Aux États-Unis, où les tests de véhicules sans conducteur ont été plus concentré sur les voitures particulières, l’autorité de transport et la sécurité fiduciaire principale du pays a émis une lettre en Février déclarant qu’il traiterait des systèmes sans conducteur en tant que conducteurs juridiques à l’avenir. Bien que la législation ne formelle, le mouvement ouvre la voie à une utilisation plus large de véhicules sans conducteur comme ceux de Google a testé en Californie. Mais les tests de Google dans le monde ont pas été sans incident – le plus récemment, l’une de ses voitures autonomes était en faute dans un accident mineur avec un bus de la ville en Février.

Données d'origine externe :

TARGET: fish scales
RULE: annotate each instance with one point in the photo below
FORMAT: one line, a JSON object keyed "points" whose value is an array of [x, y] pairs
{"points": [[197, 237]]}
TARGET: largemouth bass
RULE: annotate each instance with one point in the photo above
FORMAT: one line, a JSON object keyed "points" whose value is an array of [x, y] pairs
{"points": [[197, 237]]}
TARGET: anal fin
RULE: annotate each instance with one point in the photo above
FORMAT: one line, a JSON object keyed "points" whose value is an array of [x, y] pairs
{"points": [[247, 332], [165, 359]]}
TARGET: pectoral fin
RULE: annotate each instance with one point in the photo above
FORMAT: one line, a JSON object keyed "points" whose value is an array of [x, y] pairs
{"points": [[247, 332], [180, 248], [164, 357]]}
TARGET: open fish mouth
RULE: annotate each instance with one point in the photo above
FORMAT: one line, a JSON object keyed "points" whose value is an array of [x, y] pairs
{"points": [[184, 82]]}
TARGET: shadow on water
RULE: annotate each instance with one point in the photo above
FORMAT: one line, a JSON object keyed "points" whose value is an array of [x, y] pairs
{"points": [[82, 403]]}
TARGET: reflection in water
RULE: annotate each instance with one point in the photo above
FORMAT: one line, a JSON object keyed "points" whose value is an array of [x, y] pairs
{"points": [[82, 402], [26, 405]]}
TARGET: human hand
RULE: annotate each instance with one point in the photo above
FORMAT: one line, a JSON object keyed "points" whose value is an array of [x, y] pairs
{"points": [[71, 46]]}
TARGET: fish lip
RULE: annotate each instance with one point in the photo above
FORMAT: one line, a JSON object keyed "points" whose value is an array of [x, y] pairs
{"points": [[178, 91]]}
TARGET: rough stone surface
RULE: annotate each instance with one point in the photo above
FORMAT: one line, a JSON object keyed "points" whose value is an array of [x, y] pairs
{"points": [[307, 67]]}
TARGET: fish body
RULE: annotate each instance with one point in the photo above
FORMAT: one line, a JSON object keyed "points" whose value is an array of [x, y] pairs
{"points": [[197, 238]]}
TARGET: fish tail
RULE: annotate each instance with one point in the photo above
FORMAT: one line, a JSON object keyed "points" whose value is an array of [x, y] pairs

Les lois  de la Suisse ne permettent pas de voitures entièrement driverless d’opérer sur les routes publiques, car «un pilote humain doit être en contrôle en tout temps», selon Thomas Rohrbach du bureau des routes fédérales. Une autorisation spéciale peut être accordée pour la réalisation de tests comme l’expérience de fiduciaire avec une voiture sans conducteur de l’année dernière, ou le bus de poste autonome dans Sion.

Rohrbach dit la Suisse ne peut pas agir seul à changer ses lois – les pays européens devront, à terme, d’accord sur les normes internationales de voiture sans conducteur semblables à celles qui régissent ce que les véhicules peuvent être sur les routes aujourd’hui. Il pense que le transport par camion sera la première industrie à grande échelle pour forcer les gouvernements à faire face à la technologie entièrement driverless, parce que les routes sont les plus faciles des situations routières pour naviguer.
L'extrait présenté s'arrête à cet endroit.